- Born: 1931 or 1932 (age 94–95) Brisbane, Queensland, Australia
- Education: James Cook University (DCom (h.c), 2021)
- Occupations: Businessman, gemologist
- Known for: An extensive career in the jewellery industry
- Awards: Queensland Great (2011)

= Graham Jackson (businessman) =

Australian retired businessman (born 1931/1932)

Graham Robert Jackson (born 1931 or 1932) is an Australian retired businessman.

Best known for his extensive career as a jeweller, Jackson was the foundation chairman and managing director of Australian buying group Showcase Jewellers.

==Life and career==
Jackson was born in Brisbane.

After time in Toowoomba where he had a Holden car sub-dealership, Jackson briefly managed his father-in-law's jewellery business in Murwillumbah.

After considering opening his own jewellery business in Brisbane, Jackson decided against it and instead went to Townsville in 1957 to become general manager of Vaculug North Queensland, which specialised in maintaining the tyres of large earth moving equipment.
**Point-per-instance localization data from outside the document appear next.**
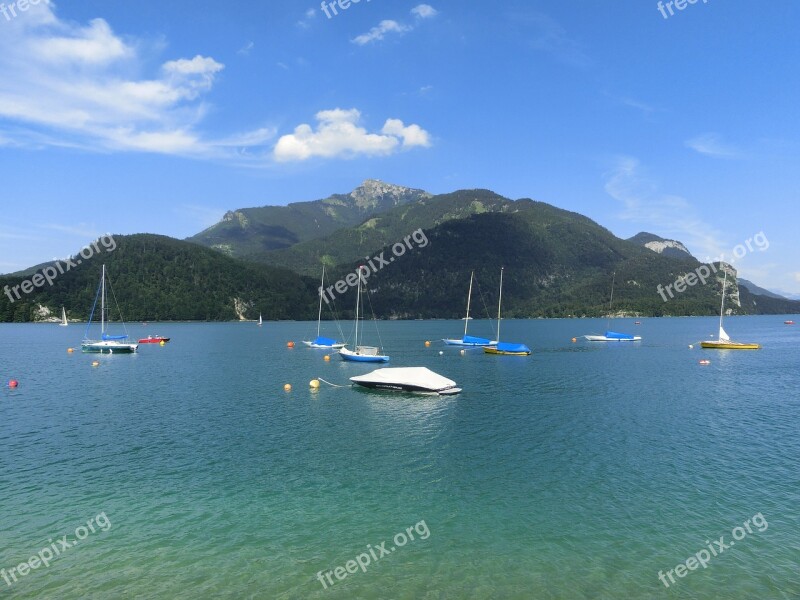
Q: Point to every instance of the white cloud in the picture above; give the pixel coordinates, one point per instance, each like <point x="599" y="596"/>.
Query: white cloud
<point x="378" y="32"/>
<point x="549" y="36"/>
<point x="67" y="85"/>
<point x="666" y="215"/>
<point x="424" y="11"/>
<point x="338" y="135"/>
<point x="305" y="22"/>
<point x="712" y="145"/>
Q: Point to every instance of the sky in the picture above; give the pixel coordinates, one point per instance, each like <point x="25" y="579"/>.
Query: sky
<point x="125" y="117"/>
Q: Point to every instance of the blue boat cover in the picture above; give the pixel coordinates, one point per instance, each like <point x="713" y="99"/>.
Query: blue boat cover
<point x="509" y="347"/>
<point x="618" y="336"/>
<point x="470" y="339"/>
<point x="114" y="337"/>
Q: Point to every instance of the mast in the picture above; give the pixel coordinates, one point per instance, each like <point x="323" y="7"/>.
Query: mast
<point x="321" y="287"/>
<point x="722" y="304"/>
<point x="499" y="303"/>
<point x="469" y="297"/>
<point x="103" y="303"/>
<point x="358" y="299"/>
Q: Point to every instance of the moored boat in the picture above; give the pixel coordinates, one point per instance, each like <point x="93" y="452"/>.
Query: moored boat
<point x="107" y="344"/>
<point x="419" y="380"/>
<point x="153" y="339"/>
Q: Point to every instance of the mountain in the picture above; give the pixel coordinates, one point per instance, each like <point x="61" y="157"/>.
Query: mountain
<point x="252" y="232"/>
<point x="159" y="278"/>
<point x="557" y="264"/>
<point x="759" y="291"/>
<point x="660" y="245"/>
After qualifying as a gemologist, Jackson finally established his own local jewellery shop called Loloma in Townsville's Flinders Street in 1959 which ultimately grew to a franchise of seven stores throughout North Queensland before he became the foundation chairman and managing director of buying group Showcase Jewellers.
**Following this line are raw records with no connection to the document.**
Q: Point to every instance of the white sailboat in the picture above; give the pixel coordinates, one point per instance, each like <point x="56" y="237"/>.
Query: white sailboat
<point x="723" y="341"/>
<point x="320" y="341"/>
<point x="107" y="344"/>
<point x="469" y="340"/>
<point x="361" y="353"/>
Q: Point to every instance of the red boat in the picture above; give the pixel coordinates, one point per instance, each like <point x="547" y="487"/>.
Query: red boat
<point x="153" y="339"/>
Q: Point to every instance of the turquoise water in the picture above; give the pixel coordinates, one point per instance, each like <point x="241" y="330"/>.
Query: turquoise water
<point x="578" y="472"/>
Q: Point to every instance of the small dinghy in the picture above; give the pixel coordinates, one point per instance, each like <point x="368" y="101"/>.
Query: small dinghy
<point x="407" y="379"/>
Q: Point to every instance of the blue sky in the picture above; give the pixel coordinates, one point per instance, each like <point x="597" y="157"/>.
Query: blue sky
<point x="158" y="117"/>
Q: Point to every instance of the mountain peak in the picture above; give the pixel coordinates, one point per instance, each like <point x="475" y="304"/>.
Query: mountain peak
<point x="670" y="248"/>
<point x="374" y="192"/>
He has also served as president of Townsville Enterprise Ltd as well as director and deputy chairman of the Queensland Small Business Development Corporation.

Jackson has been a supporter of many charitable organisations including the Salvation Army. Jackson is credited with helping the charity secure land for a local drug and alcohol treatment centre.

Jackson retired at the age of 88 in 2020.

==Honours==
In the 2002 Queen's Birthday Honours, Jackson was awarded a Medal of the Order of Australia in recognistion of his service to the city of Townsville through his work with social welfare, service and health organisations as well as his contribution to local sport.

Jackson was named as a Queensland Great in 2011.

In 2021, James Cook University bestowed Jackson with an honorary Doctor of Commerce degree.